Le rôle de la mi-carême

La séparation des quarante jours en deux séquences de vingt jours proposés par la religion, a une double cause. La première, économique, reliant jeûne et consommation d’œufs. La fraîcheur du produit ne pouvant excéder vingt jours, il fallait le vendre et le consommer avant la date de péremption. La religion a volé au secours de l’économique. La seconde, mentale, les personnes risquaient de surseoir à la privation de trop longue durée. Une pause, un allègement autorisaient le respect des règles. Une journée carnavalesque instituait la coupure avec la monotonie des jours maigres. On avait compris la nécessité de cette soupape de sécurité. Une soupape de sécurité est un dispositif permettant de contenir les surtensions, il a comme objectif de réguler les passages à l’acte, de créer une voie de dégagement garant de la paix sociale.

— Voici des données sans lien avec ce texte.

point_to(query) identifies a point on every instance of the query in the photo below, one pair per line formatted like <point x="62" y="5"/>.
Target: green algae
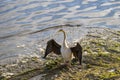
<point x="102" y="62"/>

Le carnaval remplit pleinement cette fonction et la mi-carême est à l’identique un contenant. La décision préfectorale d’interdire les manifestations carnavalesques de la mi-carême, annoncée le mardi 23 mars, quarante-huit heures avant les festivités, précise que la hausse des contaminations, a déterminé cet arrêté. Suit la claire menace de retarder la fin de l’urgence sanitaire si des mesures telles l’absence de distanciation, le non-port du masque, le non-respect du couvre-feu étaient constatés. Cette requête s’adresse à la population et aux groupes carnavalesques. La réponse de VOUKOUM et de AKIYO a souligné les incohérences des affirmations : les hospitalisions étaient en baisse et le taux d’incidence aussi. La mi-carême a rempli les rues de carnavaliers et de spectateurs. La soupape de sécurité a joué son rôle de contention des tensions en ces temps de stress et de désespérance générés par une situation qui perdure sans espoir d’une sortie de pandémie.

Les contaminations sont en hausse partout dans le monde et la Guadeloupe fait partie du monde. Il serait souhaitable de réfléchir aux moyens capables d’améliorer une situation économique catastrophique, augmentée par les pertes d’emploi, afin d’assurer le bien-être de tous, au lieu de menacer et de punir. Arrêter le fossé qui se creuse de plus en plus entre les décideurs politiques et la population, recréer la confiance, devraient être des priorités.